Conclusions  Cluster trial methods provide a simple way of adjusting the analysis to take account of non-independence between babies from the same pregnancy. Random selection and analysis by pregnancy (methods (b) and (c)) have disadvantages and do not report outcomes for all of the babies in the trial. This may cause problems with incorporating trials analysed using these methods into systematic reviews.


Many randomised controlled trials in perinatal medicine evaluate treatments that are given to women antenatally or during labour but measure outcomes on their babies. Some treatments given to women are specifically intended to improve outcomes for the baby, but even where the main effect of the treatment is on the woman rather than the baby, data about the baby are often important secondary outcomes.

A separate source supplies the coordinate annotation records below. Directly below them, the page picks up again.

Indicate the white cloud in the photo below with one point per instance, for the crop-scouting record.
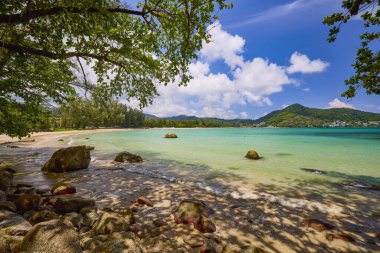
(244, 115)
(210, 94)
(301, 63)
(336, 103)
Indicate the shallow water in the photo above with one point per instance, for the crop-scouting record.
(214, 159)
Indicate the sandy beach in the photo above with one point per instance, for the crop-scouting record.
(241, 225)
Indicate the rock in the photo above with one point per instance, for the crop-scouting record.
(110, 223)
(144, 201)
(318, 225)
(9, 243)
(51, 237)
(128, 157)
(25, 202)
(74, 218)
(63, 189)
(8, 206)
(252, 154)
(171, 135)
(340, 235)
(42, 216)
(314, 171)
(68, 159)
(72, 204)
(13, 224)
(115, 242)
(194, 212)
(194, 241)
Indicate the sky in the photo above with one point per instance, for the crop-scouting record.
(264, 56)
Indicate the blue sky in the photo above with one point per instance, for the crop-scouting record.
(246, 71)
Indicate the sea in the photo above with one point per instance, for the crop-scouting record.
(329, 169)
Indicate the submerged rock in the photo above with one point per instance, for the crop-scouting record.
(13, 224)
(51, 237)
(195, 212)
(318, 225)
(72, 204)
(109, 223)
(128, 157)
(26, 202)
(68, 159)
(63, 189)
(171, 135)
(252, 154)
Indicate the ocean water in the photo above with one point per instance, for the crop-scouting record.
(215, 160)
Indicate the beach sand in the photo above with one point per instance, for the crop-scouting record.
(240, 223)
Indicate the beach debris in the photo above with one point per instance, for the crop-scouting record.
(42, 216)
(13, 224)
(314, 171)
(70, 204)
(68, 159)
(8, 206)
(196, 212)
(340, 235)
(317, 225)
(171, 135)
(63, 189)
(109, 223)
(194, 241)
(363, 186)
(252, 154)
(25, 202)
(52, 236)
(128, 157)
(144, 201)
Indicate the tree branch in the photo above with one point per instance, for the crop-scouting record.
(29, 50)
(355, 7)
(29, 15)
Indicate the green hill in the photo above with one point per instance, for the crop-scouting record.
(297, 115)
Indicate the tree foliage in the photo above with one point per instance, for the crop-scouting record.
(46, 45)
(367, 64)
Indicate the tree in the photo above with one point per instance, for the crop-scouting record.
(45, 47)
(367, 65)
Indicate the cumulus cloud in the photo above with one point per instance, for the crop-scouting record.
(302, 64)
(336, 103)
(214, 94)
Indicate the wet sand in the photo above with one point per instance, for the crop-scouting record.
(255, 223)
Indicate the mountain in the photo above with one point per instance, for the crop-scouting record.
(299, 115)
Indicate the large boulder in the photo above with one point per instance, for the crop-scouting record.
(13, 224)
(128, 157)
(25, 202)
(52, 236)
(115, 242)
(62, 189)
(171, 135)
(195, 212)
(110, 223)
(68, 159)
(72, 204)
(252, 154)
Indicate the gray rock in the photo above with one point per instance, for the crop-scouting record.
(109, 223)
(13, 224)
(68, 159)
(52, 236)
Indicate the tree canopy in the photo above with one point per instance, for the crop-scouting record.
(367, 64)
(46, 45)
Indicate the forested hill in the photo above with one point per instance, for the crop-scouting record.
(299, 115)
(295, 115)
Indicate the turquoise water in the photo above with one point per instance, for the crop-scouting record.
(216, 156)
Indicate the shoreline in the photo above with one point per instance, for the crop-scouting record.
(239, 222)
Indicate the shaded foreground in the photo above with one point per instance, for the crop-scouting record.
(240, 225)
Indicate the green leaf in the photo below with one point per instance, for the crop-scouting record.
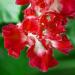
(9, 11)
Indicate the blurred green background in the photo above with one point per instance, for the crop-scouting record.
(12, 13)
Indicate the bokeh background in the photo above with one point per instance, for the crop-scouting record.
(12, 13)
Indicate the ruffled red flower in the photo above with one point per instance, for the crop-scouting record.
(41, 55)
(13, 40)
(42, 29)
(68, 8)
(22, 2)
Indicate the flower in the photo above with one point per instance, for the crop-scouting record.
(42, 30)
(13, 40)
(68, 8)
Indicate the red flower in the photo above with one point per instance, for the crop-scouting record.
(22, 2)
(42, 29)
(31, 25)
(13, 40)
(41, 55)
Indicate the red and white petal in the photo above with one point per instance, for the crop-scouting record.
(64, 45)
(22, 2)
(13, 39)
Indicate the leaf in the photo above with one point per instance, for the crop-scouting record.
(9, 11)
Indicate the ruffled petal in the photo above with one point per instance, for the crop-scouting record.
(13, 40)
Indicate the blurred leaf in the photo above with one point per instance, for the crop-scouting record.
(9, 11)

Antenatal recruitment and neonatal outcome measurement may cause a problem in the analysis when the trial population includes women with multiple pregnancies, because the outcomes of offspring from a multiple pregnancy are not independent. Babies from the same pregnancy are likely to have more similar outcomes than babies from different pregnancies, for several reasons: they will all be exposed to the same conditions before birth, they will be genetically similar or identical, and hence may react in the same way to interventions, and they may affect each other, so that one baby having a particular outcome may make the others in the same pregnancy more likely to have it.

Inclusion of non-independent data means that the “effective sample size” of the trial is reduced: there are fewer independent outcomes in the trial than the number of babies that took part in it. Analysing all babies as if they are independent will therefore overestimate the sample size and give confidence intervals that are too narrow. The extent to which the effective sample size is reduced will depend on the degree of dependence between babies from multiple pregnancies and the proportion of multiples recruited to the trial. If multiple pregnancies make up only a small percentage of the trial, there is probably little potential for them to affect the results. Some trials, although, recruit a substantial proportion of women multiple pregnancies. For example, in the Antenatal TRH trial,1 nearly 20% (44/225) of the women recruited had multiple pregnancies, and they contributed 34% (94/275) of the babies in the trial. Even where multiples make up only a relatively small percentage of the trial's population, it is common to analyse single and multiple pregnancies separately in subgroup analyses. In multiple pregnancy subgroups, there is obviously great potential for non-independent data to influence the analysis.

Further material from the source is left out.